'We're Losing Facilities Like Dominoes': State Senator Says New Bill Could Make Difference In Dire Ventilator Shortage
PITTSBURGH (KDKA) -- A funding crisis sweeping across the state will soon reach the Pittsburgh area and impact the facilities that care for ventilator-dependent patients.
At this moment, roughly 700 people across the state rely on a ventilator to breathe. There's only 24 facilities that care for these vulnerable patients, forcing many patients to move hundreds of miles away from home to receive care. A severe lack of funding is leaving facilities with no choice but to close their doors, leaving vent patients with no option but to move for continued care.
KDKA's Meghan Schiller investigates why the money is drying up, and the new well some are trying to tap.
With ventilator tubing hugging her throat and a canister of oxygen by her side, patient Lori Plazek spends her days in a "vent bed."
"It's different and it's hard to get used to," said Plazek.
Her ventilator breathes for her 24 hours a day. Her life took a tragic turn 19 years ago.
"I swerved to miss a deer and hit a tree," said Plazek.
Now paralyzed from the chest down, she receives around-the-clock care at Transitions Healthcare in Washington, Pennsylvania.
"There's different aides here during different shifts that come in and help and there's other people that come in and help," said Plazek.
She's unbelievably upbeat, but when asked what upsets her the most: Plazek says her family lives two hours away.
"Yeah, they can only come once a week to visit me," said Plazek.
There are facilities near her home, but she can't secure a bed.
"There's a couple, but they're full," she said.
Plazek can't spend her day surrounded by her children because the number of open facilities keeps shrinking and the waitlists to get into the limited number of facilities keeps growing.
Of the 627 nursing homes across the state of Pennsylvania, only 24 provide ventilator care. One facility near Philadelphia just closed a 30-bed ventilator unit and another shut down its 23-bed unit this past fall. Another facility issued a "self-imposed quota," to cut costs, dropping the available bed count from 75 down to 50. The umbrella company that manages four more vent-facilities just filed for Chapter 11 bankruptcy, unable to pay the bills for one reason.
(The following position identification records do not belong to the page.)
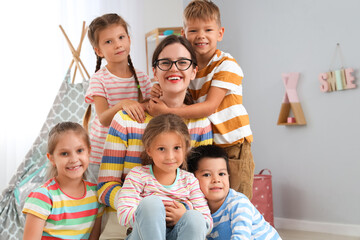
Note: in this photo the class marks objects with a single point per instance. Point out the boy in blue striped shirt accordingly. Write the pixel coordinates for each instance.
(234, 216)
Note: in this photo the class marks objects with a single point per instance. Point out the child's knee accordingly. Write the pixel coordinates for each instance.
(150, 205)
(194, 221)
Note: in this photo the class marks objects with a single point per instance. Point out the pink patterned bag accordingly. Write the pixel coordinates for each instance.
(262, 195)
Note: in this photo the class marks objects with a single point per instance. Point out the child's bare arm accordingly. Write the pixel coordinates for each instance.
(133, 108)
(34, 227)
(198, 110)
(95, 233)
(173, 213)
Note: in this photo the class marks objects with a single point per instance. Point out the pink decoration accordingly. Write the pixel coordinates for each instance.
(290, 81)
(291, 120)
(349, 78)
(324, 86)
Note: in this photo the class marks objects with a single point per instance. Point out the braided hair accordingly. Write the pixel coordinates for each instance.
(97, 25)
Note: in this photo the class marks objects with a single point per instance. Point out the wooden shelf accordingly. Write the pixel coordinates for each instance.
(297, 111)
(291, 102)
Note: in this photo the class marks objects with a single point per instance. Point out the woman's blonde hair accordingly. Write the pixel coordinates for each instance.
(162, 124)
(54, 137)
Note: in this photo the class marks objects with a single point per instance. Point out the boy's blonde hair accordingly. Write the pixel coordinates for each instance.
(202, 9)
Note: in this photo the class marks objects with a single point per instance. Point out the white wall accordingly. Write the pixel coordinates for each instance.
(35, 58)
(315, 167)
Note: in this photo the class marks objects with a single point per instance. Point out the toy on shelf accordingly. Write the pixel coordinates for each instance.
(152, 39)
(291, 102)
(337, 80)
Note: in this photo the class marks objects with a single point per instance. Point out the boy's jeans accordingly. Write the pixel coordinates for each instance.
(150, 223)
(241, 164)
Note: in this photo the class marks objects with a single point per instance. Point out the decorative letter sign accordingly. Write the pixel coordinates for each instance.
(337, 80)
(291, 101)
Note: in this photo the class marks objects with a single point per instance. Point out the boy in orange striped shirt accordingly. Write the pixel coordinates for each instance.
(217, 92)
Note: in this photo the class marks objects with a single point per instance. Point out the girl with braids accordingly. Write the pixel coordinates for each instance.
(114, 87)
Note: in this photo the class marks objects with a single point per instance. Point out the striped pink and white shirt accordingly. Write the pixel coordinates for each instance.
(141, 182)
(114, 89)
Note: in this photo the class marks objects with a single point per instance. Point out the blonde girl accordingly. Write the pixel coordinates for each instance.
(116, 86)
(66, 206)
(160, 200)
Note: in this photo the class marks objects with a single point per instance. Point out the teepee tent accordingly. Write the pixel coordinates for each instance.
(69, 105)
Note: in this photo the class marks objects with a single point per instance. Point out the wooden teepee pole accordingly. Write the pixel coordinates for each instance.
(76, 53)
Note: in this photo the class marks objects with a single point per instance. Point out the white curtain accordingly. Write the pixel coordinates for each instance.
(35, 58)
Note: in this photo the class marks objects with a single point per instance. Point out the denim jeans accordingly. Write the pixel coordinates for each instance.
(150, 223)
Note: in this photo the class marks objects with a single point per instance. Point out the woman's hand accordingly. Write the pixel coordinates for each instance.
(156, 90)
(174, 211)
(156, 107)
(134, 109)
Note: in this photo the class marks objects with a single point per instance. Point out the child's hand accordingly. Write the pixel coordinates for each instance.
(174, 211)
(134, 109)
(156, 107)
(156, 91)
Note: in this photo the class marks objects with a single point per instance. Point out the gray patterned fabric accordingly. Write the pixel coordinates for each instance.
(69, 105)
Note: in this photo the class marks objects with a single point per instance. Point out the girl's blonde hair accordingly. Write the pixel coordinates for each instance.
(202, 9)
(95, 27)
(54, 137)
(162, 124)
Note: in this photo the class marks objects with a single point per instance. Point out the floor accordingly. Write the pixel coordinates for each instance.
(301, 235)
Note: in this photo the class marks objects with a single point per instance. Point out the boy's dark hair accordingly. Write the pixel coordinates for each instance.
(205, 151)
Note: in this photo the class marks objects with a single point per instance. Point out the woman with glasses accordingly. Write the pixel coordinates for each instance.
(174, 66)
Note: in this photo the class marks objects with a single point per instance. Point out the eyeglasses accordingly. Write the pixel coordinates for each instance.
(166, 64)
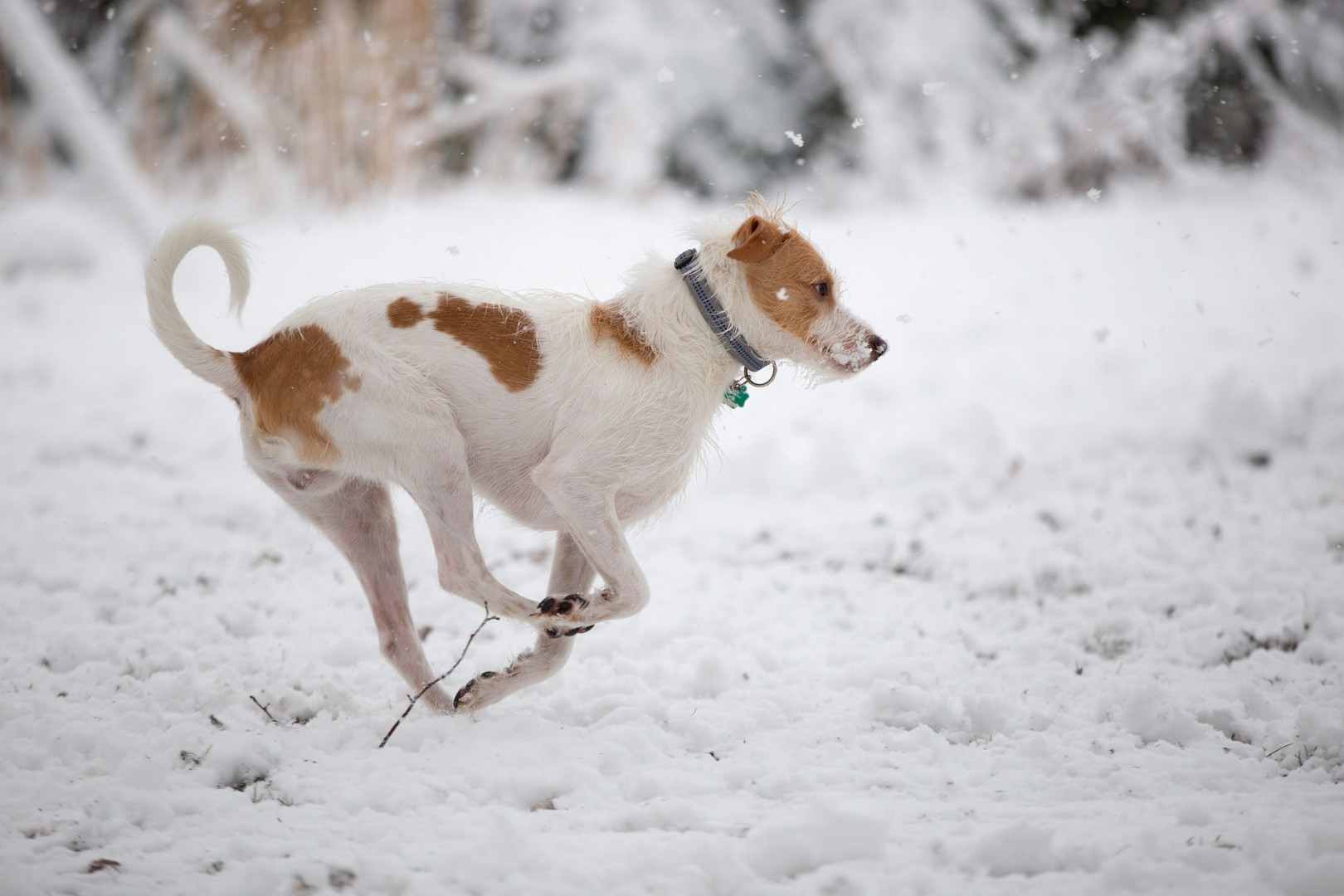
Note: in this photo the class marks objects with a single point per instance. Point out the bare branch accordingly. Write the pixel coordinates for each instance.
(422, 691)
(262, 709)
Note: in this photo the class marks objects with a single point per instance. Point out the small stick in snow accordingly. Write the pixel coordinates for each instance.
(421, 694)
(262, 709)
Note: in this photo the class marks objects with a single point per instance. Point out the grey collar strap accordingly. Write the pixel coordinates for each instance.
(714, 314)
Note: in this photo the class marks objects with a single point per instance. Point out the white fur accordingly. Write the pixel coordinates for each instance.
(601, 440)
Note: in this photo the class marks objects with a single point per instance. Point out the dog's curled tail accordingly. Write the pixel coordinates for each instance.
(169, 327)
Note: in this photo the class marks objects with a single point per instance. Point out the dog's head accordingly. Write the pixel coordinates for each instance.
(793, 290)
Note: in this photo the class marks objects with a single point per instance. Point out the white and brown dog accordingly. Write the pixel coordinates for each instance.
(570, 416)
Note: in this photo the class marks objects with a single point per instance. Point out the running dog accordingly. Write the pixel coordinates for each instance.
(576, 416)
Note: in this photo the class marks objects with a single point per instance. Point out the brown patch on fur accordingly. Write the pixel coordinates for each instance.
(290, 377)
(504, 336)
(403, 314)
(777, 258)
(608, 321)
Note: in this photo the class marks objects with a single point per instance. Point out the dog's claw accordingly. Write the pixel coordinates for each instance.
(561, 606)
(466, 688)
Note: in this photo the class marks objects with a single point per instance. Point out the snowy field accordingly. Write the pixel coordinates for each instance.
(1049, 601)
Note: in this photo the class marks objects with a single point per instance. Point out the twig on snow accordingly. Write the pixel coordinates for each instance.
(452, 670)
(262, 709)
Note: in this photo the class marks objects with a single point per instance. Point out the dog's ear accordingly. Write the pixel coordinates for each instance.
(757, 241)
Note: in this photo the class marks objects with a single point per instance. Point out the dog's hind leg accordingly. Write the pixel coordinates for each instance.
(357, 514)
(570, 574)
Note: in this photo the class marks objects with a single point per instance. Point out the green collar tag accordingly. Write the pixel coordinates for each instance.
(735, 395)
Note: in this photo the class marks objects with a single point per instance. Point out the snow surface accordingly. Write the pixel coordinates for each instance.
(1049, 601)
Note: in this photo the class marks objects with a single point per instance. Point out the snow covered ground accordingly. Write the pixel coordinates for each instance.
(1049, 601)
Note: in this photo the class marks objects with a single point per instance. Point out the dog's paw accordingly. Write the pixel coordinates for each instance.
(567, 633)
(470, 698)
(561, 606)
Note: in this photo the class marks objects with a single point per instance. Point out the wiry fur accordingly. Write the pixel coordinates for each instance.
(597, 441)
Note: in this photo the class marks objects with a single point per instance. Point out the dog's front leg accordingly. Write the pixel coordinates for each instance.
(589, 512)
(570, 574)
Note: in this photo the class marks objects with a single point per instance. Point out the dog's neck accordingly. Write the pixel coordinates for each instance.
(711, 309)
(657, 303)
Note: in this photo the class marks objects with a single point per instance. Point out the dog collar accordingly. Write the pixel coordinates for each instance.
(714, 314)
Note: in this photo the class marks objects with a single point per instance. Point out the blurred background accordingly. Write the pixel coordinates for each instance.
(348, 100)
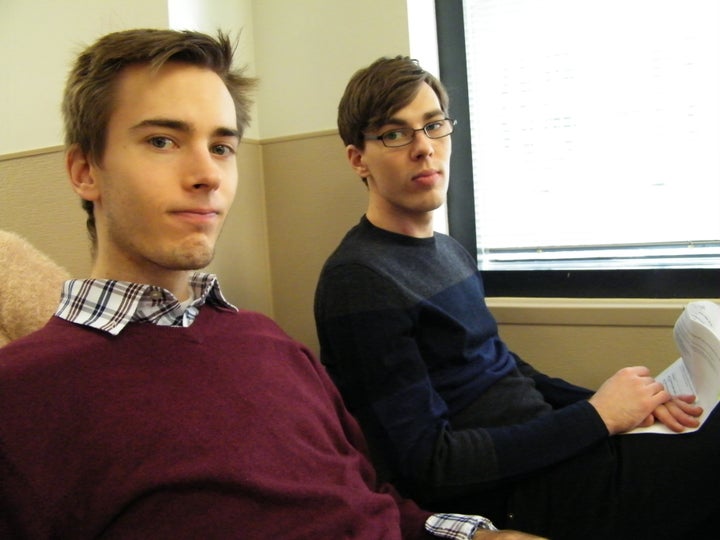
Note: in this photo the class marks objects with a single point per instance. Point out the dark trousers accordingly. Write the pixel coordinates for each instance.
(630, 487)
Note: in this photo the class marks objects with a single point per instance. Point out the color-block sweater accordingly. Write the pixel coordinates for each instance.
(446, 407)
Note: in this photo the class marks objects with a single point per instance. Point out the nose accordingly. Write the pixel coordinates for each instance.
(203, 171)
(421, 145)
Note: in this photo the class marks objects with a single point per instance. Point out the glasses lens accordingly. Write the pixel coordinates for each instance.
(441, 128)
(397, 137)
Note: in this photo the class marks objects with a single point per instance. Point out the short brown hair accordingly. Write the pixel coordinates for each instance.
(88, 100)
(378, 91)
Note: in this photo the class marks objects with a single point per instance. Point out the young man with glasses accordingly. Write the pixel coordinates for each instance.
(453, 417)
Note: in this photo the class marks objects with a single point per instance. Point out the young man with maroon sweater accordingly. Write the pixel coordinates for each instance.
(148, 406)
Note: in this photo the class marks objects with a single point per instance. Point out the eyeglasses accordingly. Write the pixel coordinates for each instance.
(437, 129)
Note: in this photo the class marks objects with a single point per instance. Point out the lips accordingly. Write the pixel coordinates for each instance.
(428, 177)
(197, 215)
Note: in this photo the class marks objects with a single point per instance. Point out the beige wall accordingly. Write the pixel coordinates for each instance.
(297, 196)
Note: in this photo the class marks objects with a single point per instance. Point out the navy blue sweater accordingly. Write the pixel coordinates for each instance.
(407, 337)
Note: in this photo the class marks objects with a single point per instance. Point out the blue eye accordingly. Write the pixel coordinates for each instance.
(434, 126)
(223, 150)
(160, 142)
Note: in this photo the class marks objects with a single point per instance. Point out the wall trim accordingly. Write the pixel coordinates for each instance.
(300, 136)
(32, 152)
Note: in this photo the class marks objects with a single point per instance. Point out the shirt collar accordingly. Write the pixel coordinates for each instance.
(110, 305)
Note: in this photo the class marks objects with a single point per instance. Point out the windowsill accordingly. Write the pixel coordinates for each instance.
(587, 311)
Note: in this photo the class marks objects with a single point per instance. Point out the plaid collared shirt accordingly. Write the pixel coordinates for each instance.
(109, 305)
(457, 526)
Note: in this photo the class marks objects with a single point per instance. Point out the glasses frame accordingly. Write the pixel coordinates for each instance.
(381, 137)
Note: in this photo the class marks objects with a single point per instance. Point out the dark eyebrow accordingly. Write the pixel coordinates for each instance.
(179, 125)
(426, 117)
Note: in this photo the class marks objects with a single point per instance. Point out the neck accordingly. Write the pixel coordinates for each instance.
(416, 226)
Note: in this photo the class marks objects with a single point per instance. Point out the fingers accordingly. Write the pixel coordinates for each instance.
(677, 414)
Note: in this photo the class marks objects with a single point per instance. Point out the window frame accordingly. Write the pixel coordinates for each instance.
(641, 283)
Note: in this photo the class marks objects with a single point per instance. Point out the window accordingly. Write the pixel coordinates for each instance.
(587, 157)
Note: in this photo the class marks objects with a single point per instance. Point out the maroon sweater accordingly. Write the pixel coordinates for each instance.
(226, 429)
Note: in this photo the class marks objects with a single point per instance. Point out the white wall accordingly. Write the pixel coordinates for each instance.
(306, 52)
(39, 40)
(303, 52)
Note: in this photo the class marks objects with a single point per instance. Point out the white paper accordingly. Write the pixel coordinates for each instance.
(697, 371)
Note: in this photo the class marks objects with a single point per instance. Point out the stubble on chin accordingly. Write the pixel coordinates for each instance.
(190, 256)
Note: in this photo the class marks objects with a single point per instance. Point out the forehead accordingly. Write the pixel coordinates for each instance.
(175, 90)
(423, 106)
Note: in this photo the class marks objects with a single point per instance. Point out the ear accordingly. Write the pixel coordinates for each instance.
(356, 158)
(82, 174)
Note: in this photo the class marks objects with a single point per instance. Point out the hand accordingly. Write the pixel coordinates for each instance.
(484, 534)
(628, 399)
(678, 414)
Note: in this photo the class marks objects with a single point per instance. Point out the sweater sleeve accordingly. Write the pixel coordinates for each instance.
(380, 371)
(557, 392)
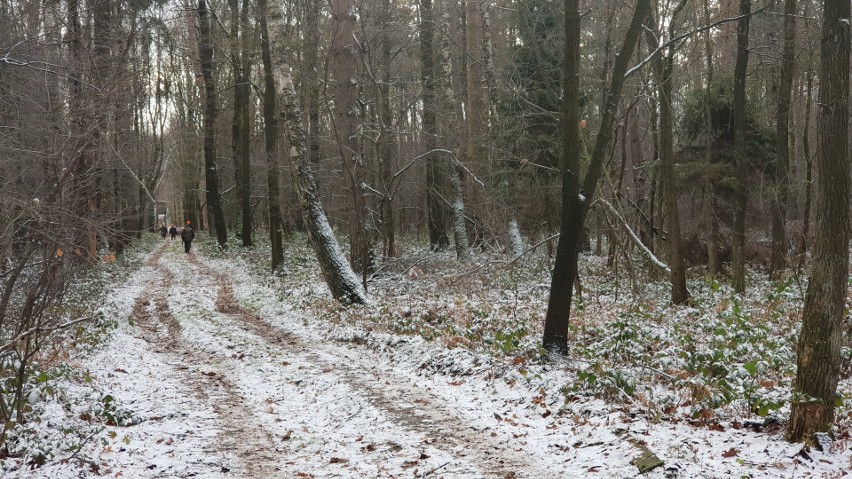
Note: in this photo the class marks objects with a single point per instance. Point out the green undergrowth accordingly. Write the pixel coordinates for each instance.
(724, 357)
(31, 440)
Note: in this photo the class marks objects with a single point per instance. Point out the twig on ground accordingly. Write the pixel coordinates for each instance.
(11, 344)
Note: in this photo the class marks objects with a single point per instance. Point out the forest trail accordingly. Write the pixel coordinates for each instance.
(282, 405)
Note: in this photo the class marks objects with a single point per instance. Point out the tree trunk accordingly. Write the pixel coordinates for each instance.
(339, 277)
(386, 139)
(435, 172)
(779, 209)
(575, 201)
(712, 232)
(806, 147)
(312, 83)
(214, 200)
(819, 358)
(741, 195)
(454, 165)
(270, 134)
(663, 69)
(474, 104)
(345, 130)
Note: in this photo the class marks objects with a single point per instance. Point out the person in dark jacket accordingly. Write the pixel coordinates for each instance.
(187, 235)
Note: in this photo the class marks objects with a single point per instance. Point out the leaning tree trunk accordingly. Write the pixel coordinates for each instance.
(779, 209)
(663, 69)
(575, 201)
(270, 135)
(438, 239)
(454, 165)
(345, 130)
(741, 201)
(214, 200)
(819, 358)
(339, 276)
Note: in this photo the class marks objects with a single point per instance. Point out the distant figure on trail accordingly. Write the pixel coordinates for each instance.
(187, 235)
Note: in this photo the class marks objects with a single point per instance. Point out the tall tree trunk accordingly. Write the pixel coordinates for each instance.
(475, 100)
(779, 209)
(312, 87)
(575, 201)
(211, 174)
(239, 113)
(663, 69)
(806, 147)
(819, 358)
(386, 139)
(712, 232)
(339, 277)
(454, 165)
(242, 104)
(270, 135)
(435, 173)
(741, 196)
(345, 130)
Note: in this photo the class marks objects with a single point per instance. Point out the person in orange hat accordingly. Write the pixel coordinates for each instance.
(187, 235)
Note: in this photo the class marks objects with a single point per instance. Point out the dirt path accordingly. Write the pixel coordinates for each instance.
(407, 405)
(239, 433)
(285, 406)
"The average reimbursement right now is about $259 per day and the average ventilator cost is $700," said Jennifer Watson, administrator at Transitions Healthcare.
Watson said that means for every one vent patient, there's a gap of $441 in coverage. If you multiply that by all 16 patients at Transitions Healthcare, the facility needs to absorb a loss of $7,056 per day. For the year, they're in the red more than $2.5 million.
"This is where the senator's bill is so important," said Watson. "We need a supplement to help us afford the cost of care and everyday suppliers are increasing our costs of care and the CHC program hasn't made adjustments for that."
Watson said the daily cost for the care of a vent patient is almost three times the amount of the negotiated Medicare subsidy. So where does the needed money come from? She's relying on State Sen. Camera Bartolotta to help.
"I just hope that people understand that this is an issue in their own neighborhood," Sen. Bartolotta, a Republican representing the 46th District. "And we're losing facilities like dominoes and this bill can stop that domino effect."
Sen. Bartolotta co-sponsored Senate Bill 959. It would send an extra $130 a day per patient to each of the facilities still hanging on.
"These institutions for three years have been waiting to have their Medicare reimbursement increased. They're not asking for the sun, the stars and the moon. They're asking for a small increase to keep the doors open," she said.
The bill, she said, is bi-partisan and would appear as a line item on the state's new budget. She hopes to soon move it out of committee and onto the Senate floor. Watson reminds her time is running out. The first wave of closures hit Philadelphia this past fall and Pittsburgh will be next.
"I think people don't think about this issue because they never suspect it would happen to them," said Watson. "But every single person is one diagnosis, one slip on the ice, or one car accident away from being one of our patients."
And for the patients tethered to the ventilator, Plazek said it's not fair.
"If they're not getting help, they're going to die," said Plazek. "Or they have to find some place far away that their family can't come to be with them.